Question de M. CAZABONNE Alain (Gironde - UC) publiée le 23/07/2020

Question posée en séance publique le 22/07/2020

M. Alain Cazabonne. Ma question s'adresse à M. le ministre de l'économie, des finances et de la relance.

Si rien n'est fait avant le 31 juillet, une pépite technologique française passera sous le pavillon américain, une entreprise de Gironde, Photonis, leader français de la vision nocturne sur laquelle mon collègue Olivier Cadic a déjà attiré l'attention du Gouvernement à plusieurs reprises. Teledyne, une entreprise américaine, est prête à surpayer l'achat de Photonis pour acquérir sa technologie.

La transaction sera possible à partir du 31 juillet si vous ne vous y opposez pas formellement, monsieur le ministre. En effet, après vérification, l'absence de décision à cette date vaut acceptation, et non pas rejet, comme il avait été dit au Sénat.

Le Gouvernement s'apprête-t-il à autoriser cette cession, avec les précautions d'usage, dont on connaît parfois la fragilité ? L'objectif ne peut pas être d'encadrer cette vente, car cela renforcerait un mouvement de fond qui fragilise la base industrielle et technologique de défense (BITD), en laissant partir progressivement les PME qui la constituent.

Le président Macron a déclaré vouloir ramener en France les industries nécessaires à notre indépendance, c'est très bien, mais il est tout aussi nécessaire de conserver celles qui y sont déjà !

Allez-vous poser votre veto à la disparition d'une société emblématique du savoir-faire technologique français et affirmer votre volonté de sauver cette branche industrielle de la défense en créant, peut-être avec Bpifrance, un tour de table français ou, au moins, européen ? (Applaudissements sur les travées du groupe UC et sur des travées du groupe Les Républicains.)


Réponse du Ministère auprès du ministre de l'économie, des finances et de la relance - Comptes publics publiée le 23/07/2020

Réponse apportée en séance publique le 22/07/2020

M. le président. La parole est à M. le ministre délégué chargé des comptes publics.

M. Olivier Dussopt, ministre délégué auprès du ministre de l'économie, des finances et de la relance, chargé des comptes publics. Monsieur le sénateur Cazabonne, Photonis est un groupe international implanté aux États-Unis, en France et aux Pays-Bas ; il intervient dans un secteur stratégique qui concerne les intérêts de la défense nationale.

Vous comprendrez que l'opération que vous décrivez, impliquant des sociétés cotées, emporte un devoir de confidentialité sur un certain nombre d'aspects qui m'empêcheront certainement d'être aussi précis que vous l'attendez.

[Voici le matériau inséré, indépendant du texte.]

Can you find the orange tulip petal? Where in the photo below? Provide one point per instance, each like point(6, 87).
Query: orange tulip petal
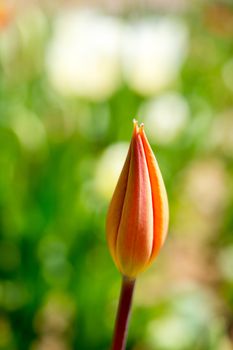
point(159, 198)
point(137, 219)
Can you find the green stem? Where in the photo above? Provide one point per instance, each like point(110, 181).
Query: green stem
point(123, 313)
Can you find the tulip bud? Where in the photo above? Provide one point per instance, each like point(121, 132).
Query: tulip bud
point(137, 219)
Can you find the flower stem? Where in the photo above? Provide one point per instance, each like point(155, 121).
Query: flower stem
point(123, 313)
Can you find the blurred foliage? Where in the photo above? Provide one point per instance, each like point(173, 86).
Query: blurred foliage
point(60, 155)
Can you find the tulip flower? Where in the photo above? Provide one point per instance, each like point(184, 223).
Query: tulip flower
point(137, 222)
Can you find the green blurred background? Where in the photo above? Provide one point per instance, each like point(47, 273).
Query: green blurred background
point(72, 78)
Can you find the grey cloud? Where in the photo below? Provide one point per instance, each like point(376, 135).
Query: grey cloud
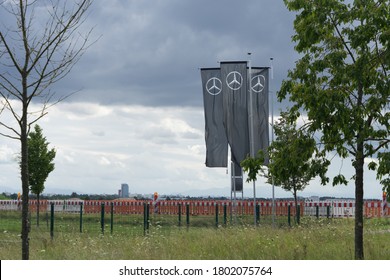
point(150, 53)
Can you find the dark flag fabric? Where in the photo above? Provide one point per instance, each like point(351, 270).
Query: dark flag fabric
point(237, 184)
point(215, 135)
point(259, 90)
point(234, 89)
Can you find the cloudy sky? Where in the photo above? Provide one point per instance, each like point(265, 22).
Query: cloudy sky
point(137, 117)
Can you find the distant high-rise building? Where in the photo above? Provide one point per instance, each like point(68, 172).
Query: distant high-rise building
point(124, 191)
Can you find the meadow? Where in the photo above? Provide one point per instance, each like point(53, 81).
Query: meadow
point(312, 239)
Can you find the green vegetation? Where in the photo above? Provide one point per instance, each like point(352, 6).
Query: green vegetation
point(312, 239)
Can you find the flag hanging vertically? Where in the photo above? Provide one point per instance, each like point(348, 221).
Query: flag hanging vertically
point(235, 93)
point(237, 184)
point(259, 90)
point(215, 135)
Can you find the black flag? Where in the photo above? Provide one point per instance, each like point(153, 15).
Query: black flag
point(259, 90)
point(215, 135)
point(235, 94)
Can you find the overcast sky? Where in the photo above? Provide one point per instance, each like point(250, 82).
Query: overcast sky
point(138, 116)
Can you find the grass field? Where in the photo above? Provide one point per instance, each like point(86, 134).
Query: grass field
point(322, 239)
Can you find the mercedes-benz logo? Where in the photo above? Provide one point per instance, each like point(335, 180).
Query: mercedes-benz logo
point(214, 86)
point(257, 83)
point(234, 80)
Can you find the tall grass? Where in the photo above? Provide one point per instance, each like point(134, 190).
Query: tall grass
point(313, 239)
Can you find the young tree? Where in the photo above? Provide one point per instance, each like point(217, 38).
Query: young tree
point(342, 82)
point(40, 41)
point(294, 159)
point(40, 162)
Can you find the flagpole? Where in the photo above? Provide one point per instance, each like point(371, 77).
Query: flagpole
point(272, 139)
point(252, 147)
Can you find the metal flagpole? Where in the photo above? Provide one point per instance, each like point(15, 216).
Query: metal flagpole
point(272, 139)
point(252, 147)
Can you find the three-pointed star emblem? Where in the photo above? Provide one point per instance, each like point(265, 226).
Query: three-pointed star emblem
point(214, 86)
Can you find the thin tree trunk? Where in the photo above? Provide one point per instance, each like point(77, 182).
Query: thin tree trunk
point(25, 191)
point(24, 171)
point(359, 202)
point(38, 210)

Depuis l'annonce, à l'automne 2019, par le groupe Ardian, de son projet de cession, ce dossier est suivi avec la plus grande attention par le ministère de l'économie et des finances, mais aussi par le ministère des armées, avec Mme Florence Parly. Nous avons un objectif : la défense des intérêts de la France et de sa défense nationale, en donnant à Photonis un actionnariat stable, serein et qui lui permette de développer ses investissements et son activité.

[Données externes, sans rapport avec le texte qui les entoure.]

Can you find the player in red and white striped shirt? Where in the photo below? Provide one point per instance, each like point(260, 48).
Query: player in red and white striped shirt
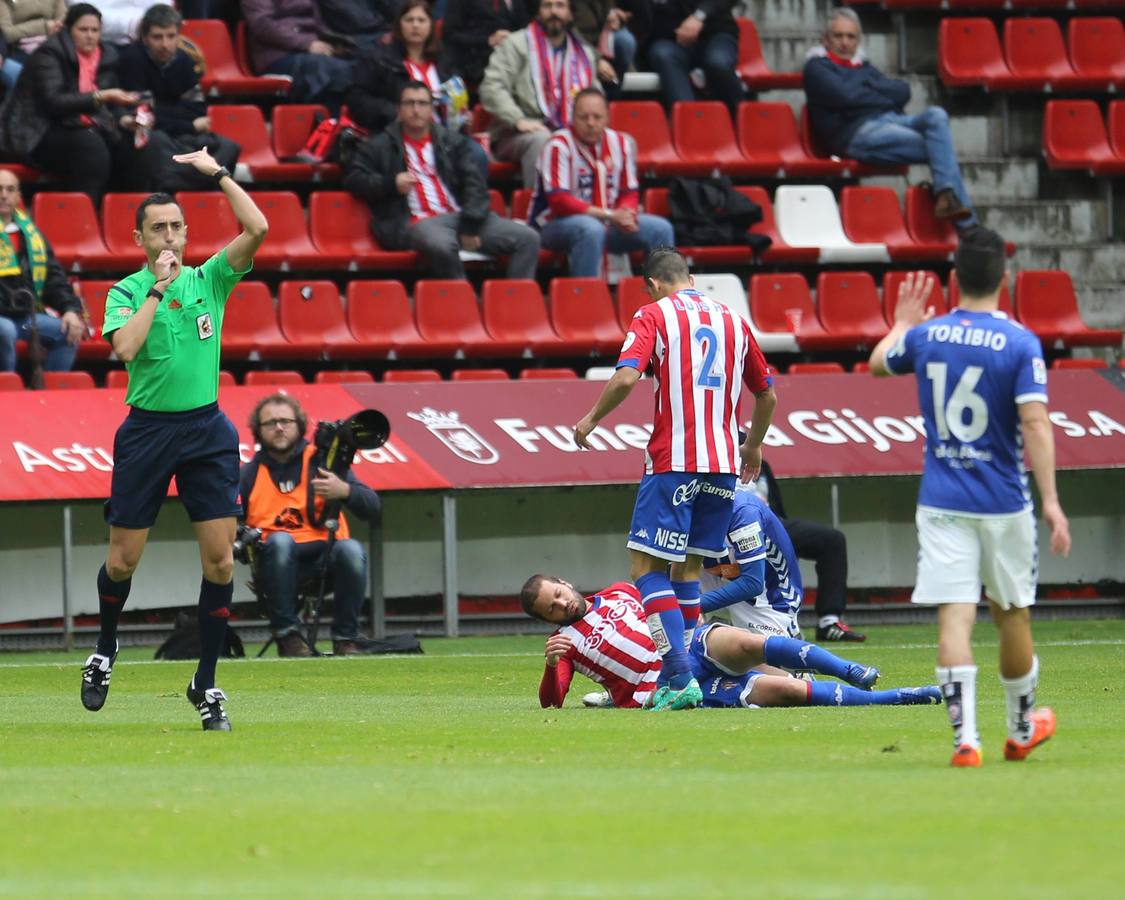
point(701, 353)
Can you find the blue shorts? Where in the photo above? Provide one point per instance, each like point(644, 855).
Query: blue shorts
point(680, 513)
point(199, 447)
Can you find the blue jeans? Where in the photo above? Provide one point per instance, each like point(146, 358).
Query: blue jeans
point(585, 240)
point(60, 353)
point(285, 565)
point(896, 138)
point(717, 56)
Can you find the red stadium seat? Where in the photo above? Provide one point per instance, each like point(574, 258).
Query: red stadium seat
point(261, 378)
point(75, 380)
point(1046, 304)
point(891, 281)
point(752, 65)
point(245, 126)
point(379, 315)
point(313, 322)
point(514, 312)
point(340, 224)
point(849, 305)
point(447, 311)
point(582, 311)
point(873, 216)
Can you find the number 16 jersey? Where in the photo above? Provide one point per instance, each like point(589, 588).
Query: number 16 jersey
point(702, 352)
point(973, 371)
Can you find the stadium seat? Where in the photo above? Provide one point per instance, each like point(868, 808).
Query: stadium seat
point(703, 135)
point(407, 376)
point(447, 311)
point(1074, 137)
point(262, 378)
point(379, 315)
point(873, 215)
point(891, 281)
point(1097, 50)
point(582, 311)
point(288, 245)
point(752, 65)
point(514, 312)
point(74, 380)
point(246, 127)
point(548, 375)
point(480, 375)
point(808, 216)
point(340, 224)
point(224, 77)
point(250, 324)
point(849, 305)
point(1046, 304)
point(313, 322)
point(343, 377)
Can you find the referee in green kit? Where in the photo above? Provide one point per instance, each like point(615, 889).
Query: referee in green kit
point(164, 322)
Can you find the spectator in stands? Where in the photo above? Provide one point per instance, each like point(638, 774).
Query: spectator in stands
point(857, 111)
point(425, 191)
point(473, 28)
point(827, 547)
point(285, 39)
point(68, 114)
point(586, 198)
point(158, 65)
point(24, 27)
point(530, 84)
point(685, 35)
point(275, 488)
point(27, 263)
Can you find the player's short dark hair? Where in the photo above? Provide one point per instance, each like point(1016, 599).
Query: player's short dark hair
point(160, 16)
point(154, 199)
point(298, 413)
point(979, 261)
point(666, 263)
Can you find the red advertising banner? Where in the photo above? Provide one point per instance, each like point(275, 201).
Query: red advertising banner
point(57, 444)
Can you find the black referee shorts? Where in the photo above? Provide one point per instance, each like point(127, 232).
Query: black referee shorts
point(199, 447)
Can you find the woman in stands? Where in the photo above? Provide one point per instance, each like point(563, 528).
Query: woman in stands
point(68, 116)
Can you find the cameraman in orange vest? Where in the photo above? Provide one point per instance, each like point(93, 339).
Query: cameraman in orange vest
point(275, 495)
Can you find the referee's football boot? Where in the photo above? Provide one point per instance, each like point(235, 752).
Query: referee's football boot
point(209, 703)
point(96, 680)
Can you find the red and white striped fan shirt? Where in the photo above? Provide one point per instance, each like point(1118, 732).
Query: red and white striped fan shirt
point(430, 196)
point(702, 352)
point(612, 646)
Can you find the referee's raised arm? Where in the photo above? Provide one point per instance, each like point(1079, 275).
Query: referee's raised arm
point(240, 252)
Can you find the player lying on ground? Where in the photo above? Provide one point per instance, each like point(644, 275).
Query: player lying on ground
point(606, 639)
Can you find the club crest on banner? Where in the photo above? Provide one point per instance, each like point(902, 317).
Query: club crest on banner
point(459, 437)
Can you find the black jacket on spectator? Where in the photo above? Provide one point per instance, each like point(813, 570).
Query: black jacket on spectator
point(381, 156)
point(466, 29)
point(46, 93)
point(840, 99)
point(379, 77)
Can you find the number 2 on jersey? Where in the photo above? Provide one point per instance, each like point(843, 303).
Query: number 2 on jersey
point(950, 417)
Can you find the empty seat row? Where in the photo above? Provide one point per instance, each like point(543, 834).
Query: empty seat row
point(1034, 56)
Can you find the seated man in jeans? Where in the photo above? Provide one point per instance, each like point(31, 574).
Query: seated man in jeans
point(857, 111)
point(275, 487)
point(585, 203)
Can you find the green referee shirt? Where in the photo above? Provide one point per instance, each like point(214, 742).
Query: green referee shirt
point(177, 367)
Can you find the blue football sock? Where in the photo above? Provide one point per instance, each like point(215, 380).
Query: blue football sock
point(789, 653)
point(666, 626)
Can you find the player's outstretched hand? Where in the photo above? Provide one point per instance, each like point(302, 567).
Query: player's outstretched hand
point(1060, 529)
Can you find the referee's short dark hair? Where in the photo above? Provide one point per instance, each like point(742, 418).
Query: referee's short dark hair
point(154, 199)
point(666, 263)
point(979, 261)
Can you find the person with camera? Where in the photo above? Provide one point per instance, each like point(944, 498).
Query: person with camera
point(32, 280)
point(275, 487)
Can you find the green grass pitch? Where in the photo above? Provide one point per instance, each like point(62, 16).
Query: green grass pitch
point(440, 776)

Nous devons absolument éviter deux risques : le premier serait la cession à un investisseur étranger capable d'un transfert technologique rapide ou du transfert d'informations sensibles ne pouvant être portées à la connaissance de non-nationaux ; le second serait d'entériner une acquisition par un actionnaire qui ne serait pas assez solide pour permettre à Photonis de rester à la frontière technologique et de garder sa compétitivité.

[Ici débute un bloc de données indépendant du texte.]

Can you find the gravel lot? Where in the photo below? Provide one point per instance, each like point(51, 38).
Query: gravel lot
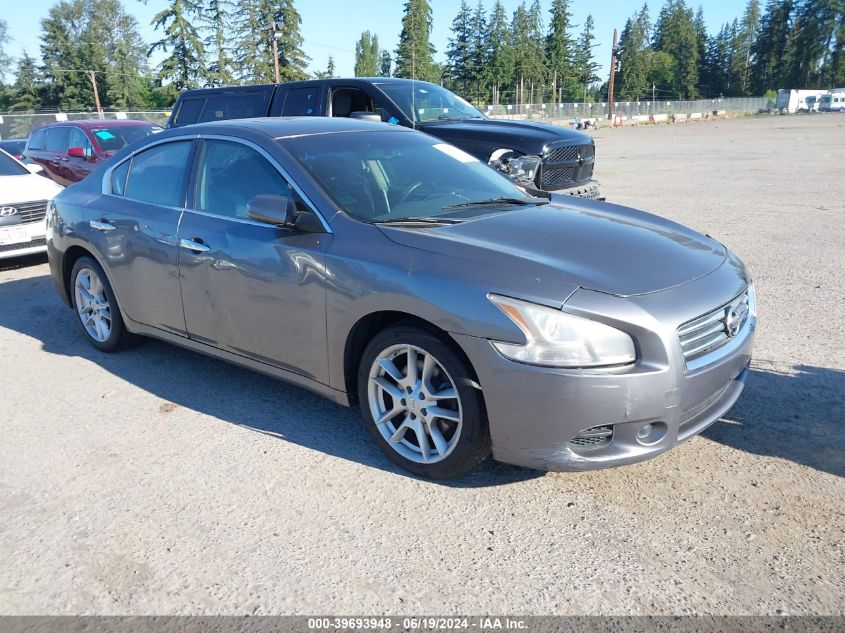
point(160, 481)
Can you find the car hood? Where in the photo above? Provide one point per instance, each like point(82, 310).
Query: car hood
point(26, 188)
point(523, 136)
point(593, 245)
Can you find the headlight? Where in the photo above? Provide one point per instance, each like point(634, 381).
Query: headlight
point(752, 300)
point(558, 339)
point(522, 169)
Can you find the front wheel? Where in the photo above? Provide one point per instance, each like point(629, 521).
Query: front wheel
point(421, 405)
point(96, 306)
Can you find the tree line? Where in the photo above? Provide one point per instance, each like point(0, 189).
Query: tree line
point(786, 44)
point(534, 54)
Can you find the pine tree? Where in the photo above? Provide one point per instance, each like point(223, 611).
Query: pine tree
point(185, 65)
point(414, 54)
point(385, 63)
point(216, 19)
point(500, 56)
point(586, 68)
point(560, 53)
point(458, 60)
point(771, 51)
point(367, 55)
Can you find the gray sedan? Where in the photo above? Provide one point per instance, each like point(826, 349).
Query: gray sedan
point(387, 270)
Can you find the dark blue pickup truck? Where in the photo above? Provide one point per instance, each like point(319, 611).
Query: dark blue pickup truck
point(536, 155)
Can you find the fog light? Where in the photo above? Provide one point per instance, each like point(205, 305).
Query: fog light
point(645, 432)
point(651, 433)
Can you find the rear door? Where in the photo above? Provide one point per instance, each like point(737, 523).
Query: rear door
point(251, 288)
point(134, 228)
point(55, 154)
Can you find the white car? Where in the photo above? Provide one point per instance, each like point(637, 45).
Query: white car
point(23, 206)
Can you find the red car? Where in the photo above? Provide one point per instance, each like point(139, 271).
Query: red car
point(70, 150)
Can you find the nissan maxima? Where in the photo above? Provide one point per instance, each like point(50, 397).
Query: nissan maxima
point(389, 271)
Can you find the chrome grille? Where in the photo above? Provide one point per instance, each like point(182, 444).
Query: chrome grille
point(567, 166)
point(594, 437)
point(710, 331)
point(29, 211)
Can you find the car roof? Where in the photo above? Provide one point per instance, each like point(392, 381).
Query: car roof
point(287, 127)
point(88, 124)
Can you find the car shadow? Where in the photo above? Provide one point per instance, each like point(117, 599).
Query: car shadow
point(224, 391)
point(796, 414)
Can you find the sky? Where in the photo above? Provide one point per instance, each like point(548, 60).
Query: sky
point(331, 27)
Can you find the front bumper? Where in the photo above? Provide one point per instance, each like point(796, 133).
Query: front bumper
point(535, 413)
point(34, 240)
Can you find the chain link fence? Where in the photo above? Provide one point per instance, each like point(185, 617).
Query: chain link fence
point(577, 111)
point(20, 125)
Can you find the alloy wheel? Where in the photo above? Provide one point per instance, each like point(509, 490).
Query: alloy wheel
point(415, 404)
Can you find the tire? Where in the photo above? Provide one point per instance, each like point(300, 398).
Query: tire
point(430, 436)
point(96, 306)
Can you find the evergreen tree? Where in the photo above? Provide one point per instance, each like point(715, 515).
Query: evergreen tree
point(500, 50)
point(459, 64)
point(675, 34)
point(586, 68)
point(185, 65)
point(216, 19)
point(414, 54)
point(367, 55)
point(771, 49)
point(385, 63)
point(634, 57)
point(560, 53)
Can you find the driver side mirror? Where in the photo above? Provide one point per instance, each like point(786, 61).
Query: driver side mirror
point(269, 209)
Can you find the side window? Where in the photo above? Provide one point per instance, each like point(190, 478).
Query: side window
point(57, 139)
point(37, 139)
point(118, 178)
point(234, 106)
point(79, 139)
point(189, 111)
point(229, 175)
point(300, 101)
point(157, 174)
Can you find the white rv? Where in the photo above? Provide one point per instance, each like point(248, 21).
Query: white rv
point(833, 101)
point(790, 101)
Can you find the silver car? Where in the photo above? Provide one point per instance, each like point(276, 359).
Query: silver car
point(387, 270)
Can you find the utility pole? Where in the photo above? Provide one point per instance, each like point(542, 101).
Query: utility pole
point(613, 52)
point(93, 78)
point(276, 34)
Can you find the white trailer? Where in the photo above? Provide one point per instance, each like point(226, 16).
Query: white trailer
point(833, 101)
point(790, 101)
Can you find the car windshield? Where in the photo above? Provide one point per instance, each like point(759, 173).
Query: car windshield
point(429, 102)
point(10, 167)
point(395, 175)
point(111, 139)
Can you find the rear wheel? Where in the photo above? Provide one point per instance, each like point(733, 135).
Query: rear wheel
point(96, 306)
point(420, 403)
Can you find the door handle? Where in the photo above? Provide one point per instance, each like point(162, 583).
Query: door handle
point(101, 225)
point(196, 245)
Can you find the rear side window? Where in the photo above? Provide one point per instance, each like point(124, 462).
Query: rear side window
point(189, 111)
point(57, 139)
point(118, 178)
point(300, 101)
point(157, 174)
point(36, 139)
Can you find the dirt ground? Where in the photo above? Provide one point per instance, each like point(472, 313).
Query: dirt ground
point(158, 481)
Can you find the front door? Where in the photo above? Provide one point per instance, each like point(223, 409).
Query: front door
point(247, 287)
point(137, 238)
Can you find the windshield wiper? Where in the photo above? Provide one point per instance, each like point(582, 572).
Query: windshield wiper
point(418, 220)
point(496, 201)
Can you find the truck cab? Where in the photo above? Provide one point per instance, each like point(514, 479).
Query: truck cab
point(535, 155)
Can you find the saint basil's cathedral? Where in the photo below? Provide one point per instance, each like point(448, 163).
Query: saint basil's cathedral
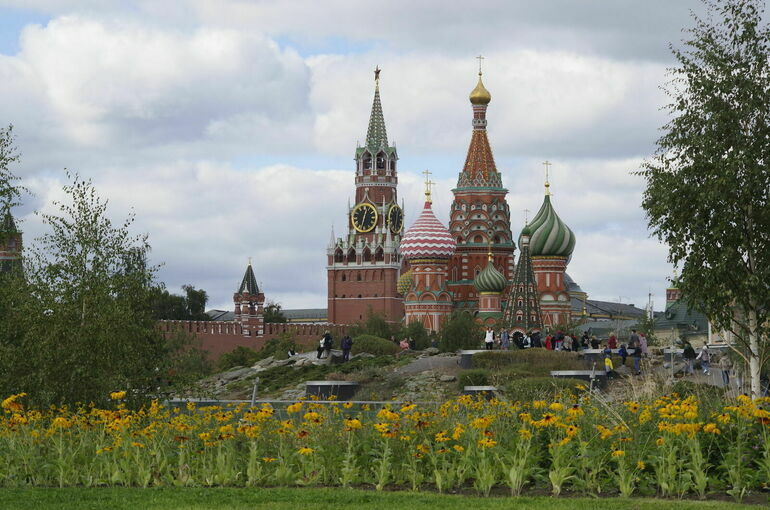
point(431, 271)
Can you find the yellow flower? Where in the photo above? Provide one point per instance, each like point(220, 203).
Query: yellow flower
point(295, 407)
point(487, 442)
point(352, 424)
point(10, 403)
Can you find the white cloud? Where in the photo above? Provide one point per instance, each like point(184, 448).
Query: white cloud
point(229, 145)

Nous avons une décision à prendre ; elle est en cours d'instruction de manière extrêmement méticuleuse. Je veux vous indiquer que, si nous devions autoriser l'opération que vous avez décrite, nous le ferions en faisant jouer toutes les prérogatives de l'État : les prérogatives de droit, qui peuvent imposer au repreneur le maintien d'activités sensibles sur le territoire national, mais aussi des prérogatives susceptibles de nous amener à imposer au repreneur des modifications substantielles dans la gouvernance qu'il entrevoit, notamment en matière d'accès à l'information d'éventuels actionnaires étrangers, ou encore de maintien sur le territoire d'activités sensibles.

C'est en prenant en compte ces deux priorités que nous travaillons, que nous examinons le dossier et que nous rendrons très vite cette décision.

M. le président. La parole est à M. Alain Cazabonne, pour la réplique.

M. Alain Cazabonne. L'expérience de Ford en Gironde nous a montré la limite des engagements des entreprises et de la possibilité, pour l'État, de les obliger à les tenir.

Je voudrais vous faire une suggestion : recevez notre collègue du groupe centriste Olivier Cadic, qui a des contacts auprès de fonds apparemment intéressés par la reprise ou par le renforcement de cette société. (Applaudissements sur les travées du groupe UC.)